While the marks are hard to see, I suspect that on a cold day any fluid showing in the bottom of the cup probably represents an adequate level. Wondering too if any users have simply removed that black rubber diaphragm - which appears unnecessary and which may actually contribute to the issue it's supposed to solve - contamination of the fluid?


----------



## Shryp (Jan 1, 2011)

I thought that little container was see though.


----------



## hank (Nov 25, 2013)

Yep. Appears that was their intent. There are markings on outside. But the fluid is pretty clear, with maybe a trace of yellow color. Can't read it even rocking the blower & shining a light on the outside. It did appear just a hair low and I added a little. But still can't read level from the outside.


----------



## Shryp (Jan 1, 2011)

Hopefully with some use the fluid will dirty up and you will be able to see it.


----------



## hank (Nov 25, 2013)

Ya - any additional color would help. 
Brighter LED on the way. Might be better than what I have now.


----------



## [email protected] (Nov 21, 2011)

HST fluid expands and contracts with temperature, so there are two limit marks (UPPER and LOWER) on the reservoir. At ambient temps below -4°F, the level may drop below the LOWER mark. After the unit has warmed up, the level should rise to a visible point.

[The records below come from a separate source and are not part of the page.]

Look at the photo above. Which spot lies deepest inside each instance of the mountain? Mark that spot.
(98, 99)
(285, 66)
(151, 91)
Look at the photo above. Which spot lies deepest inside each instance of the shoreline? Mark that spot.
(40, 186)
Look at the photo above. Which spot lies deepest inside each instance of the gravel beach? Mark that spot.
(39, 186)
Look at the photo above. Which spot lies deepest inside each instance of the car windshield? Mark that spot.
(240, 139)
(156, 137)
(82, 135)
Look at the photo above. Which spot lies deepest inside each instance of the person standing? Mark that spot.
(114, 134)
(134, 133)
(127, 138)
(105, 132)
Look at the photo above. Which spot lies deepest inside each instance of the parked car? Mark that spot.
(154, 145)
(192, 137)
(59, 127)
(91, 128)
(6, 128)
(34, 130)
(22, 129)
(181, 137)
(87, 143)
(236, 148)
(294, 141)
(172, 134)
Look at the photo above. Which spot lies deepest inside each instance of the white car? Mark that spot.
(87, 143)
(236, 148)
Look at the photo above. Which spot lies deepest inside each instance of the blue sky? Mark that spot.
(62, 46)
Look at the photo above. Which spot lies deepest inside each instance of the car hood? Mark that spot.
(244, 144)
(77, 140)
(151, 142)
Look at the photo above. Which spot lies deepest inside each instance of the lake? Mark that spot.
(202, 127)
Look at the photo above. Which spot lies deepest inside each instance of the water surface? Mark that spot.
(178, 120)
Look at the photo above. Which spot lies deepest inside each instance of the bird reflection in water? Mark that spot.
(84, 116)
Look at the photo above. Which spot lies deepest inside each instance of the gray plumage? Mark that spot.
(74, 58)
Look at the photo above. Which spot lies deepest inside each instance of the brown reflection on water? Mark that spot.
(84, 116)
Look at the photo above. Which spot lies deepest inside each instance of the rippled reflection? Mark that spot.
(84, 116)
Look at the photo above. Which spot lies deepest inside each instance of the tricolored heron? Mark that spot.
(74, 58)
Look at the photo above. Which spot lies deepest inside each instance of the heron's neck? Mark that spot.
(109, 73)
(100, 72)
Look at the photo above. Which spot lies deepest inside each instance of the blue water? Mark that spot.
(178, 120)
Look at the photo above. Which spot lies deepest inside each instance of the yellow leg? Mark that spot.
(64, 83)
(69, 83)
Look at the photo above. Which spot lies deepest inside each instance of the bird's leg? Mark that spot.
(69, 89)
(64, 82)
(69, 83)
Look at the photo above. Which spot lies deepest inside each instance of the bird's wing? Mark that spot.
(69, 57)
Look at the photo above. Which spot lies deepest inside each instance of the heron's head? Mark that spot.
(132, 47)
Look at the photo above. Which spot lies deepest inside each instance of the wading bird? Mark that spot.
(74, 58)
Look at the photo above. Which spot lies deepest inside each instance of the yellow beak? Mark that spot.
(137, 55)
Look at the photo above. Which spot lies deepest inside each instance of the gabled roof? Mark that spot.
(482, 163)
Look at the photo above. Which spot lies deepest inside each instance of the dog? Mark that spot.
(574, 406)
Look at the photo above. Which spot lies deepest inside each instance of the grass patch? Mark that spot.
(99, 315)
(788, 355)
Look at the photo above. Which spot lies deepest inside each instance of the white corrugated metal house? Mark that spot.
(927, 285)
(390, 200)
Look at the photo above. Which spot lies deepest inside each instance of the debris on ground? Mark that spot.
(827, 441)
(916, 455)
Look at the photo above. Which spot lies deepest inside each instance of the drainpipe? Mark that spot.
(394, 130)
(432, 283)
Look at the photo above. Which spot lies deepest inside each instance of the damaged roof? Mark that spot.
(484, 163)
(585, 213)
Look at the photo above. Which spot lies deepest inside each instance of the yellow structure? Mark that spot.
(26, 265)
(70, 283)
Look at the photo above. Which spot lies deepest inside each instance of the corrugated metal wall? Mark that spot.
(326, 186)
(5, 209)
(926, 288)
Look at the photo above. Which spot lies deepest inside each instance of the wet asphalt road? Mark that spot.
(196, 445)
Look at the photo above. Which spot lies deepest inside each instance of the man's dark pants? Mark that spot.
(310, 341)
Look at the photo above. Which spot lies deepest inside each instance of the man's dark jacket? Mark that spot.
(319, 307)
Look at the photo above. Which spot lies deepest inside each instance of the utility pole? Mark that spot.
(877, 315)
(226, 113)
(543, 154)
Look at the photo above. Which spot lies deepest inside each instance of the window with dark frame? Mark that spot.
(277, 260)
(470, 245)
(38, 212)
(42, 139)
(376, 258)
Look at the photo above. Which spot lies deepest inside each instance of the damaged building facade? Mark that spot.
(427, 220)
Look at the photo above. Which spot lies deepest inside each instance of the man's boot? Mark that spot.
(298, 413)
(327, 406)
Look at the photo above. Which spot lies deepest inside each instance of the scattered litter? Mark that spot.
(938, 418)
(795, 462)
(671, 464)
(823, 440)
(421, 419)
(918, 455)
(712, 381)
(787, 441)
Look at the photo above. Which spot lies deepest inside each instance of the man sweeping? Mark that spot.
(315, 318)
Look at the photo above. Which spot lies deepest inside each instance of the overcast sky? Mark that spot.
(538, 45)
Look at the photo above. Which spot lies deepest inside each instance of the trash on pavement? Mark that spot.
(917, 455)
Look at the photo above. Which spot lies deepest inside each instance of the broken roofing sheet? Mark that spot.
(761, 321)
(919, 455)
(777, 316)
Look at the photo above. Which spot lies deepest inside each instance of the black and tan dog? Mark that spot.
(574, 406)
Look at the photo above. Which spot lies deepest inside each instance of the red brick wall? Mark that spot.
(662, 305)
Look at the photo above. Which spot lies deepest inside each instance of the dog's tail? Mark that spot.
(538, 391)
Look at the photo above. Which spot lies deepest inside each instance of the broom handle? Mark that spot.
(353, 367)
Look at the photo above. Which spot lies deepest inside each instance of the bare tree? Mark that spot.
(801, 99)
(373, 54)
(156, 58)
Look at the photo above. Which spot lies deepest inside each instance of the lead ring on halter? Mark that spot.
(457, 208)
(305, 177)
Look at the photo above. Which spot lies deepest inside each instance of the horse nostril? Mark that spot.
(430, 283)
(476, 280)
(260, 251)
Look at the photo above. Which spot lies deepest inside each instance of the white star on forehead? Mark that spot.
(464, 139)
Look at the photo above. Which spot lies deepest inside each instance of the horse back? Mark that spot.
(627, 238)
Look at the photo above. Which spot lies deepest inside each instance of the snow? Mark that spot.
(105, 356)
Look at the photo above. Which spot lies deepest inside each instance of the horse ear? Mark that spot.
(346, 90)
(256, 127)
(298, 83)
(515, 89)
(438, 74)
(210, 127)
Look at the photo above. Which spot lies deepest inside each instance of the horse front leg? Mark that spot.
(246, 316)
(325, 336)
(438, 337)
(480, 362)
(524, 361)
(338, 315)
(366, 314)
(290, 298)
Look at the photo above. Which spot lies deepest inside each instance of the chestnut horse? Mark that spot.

Over time, the reservoir may become discolored, making a visual inspection more difficult. A new reservoir should help (Honda part number 56850-767-000, list price $23.20) and it includes a new diaphragm and cap. 

The good new is, generally speaking, if the HST ain't broke, don't fix it. Honda would like you to check the level each time, for sure, but if you aren't having any problems (operation, leaks, etc.) it is probably okay. HST fluid is designed to last the life of the transmission, and does not usually need to be topped off or changed unless there are problems.


----------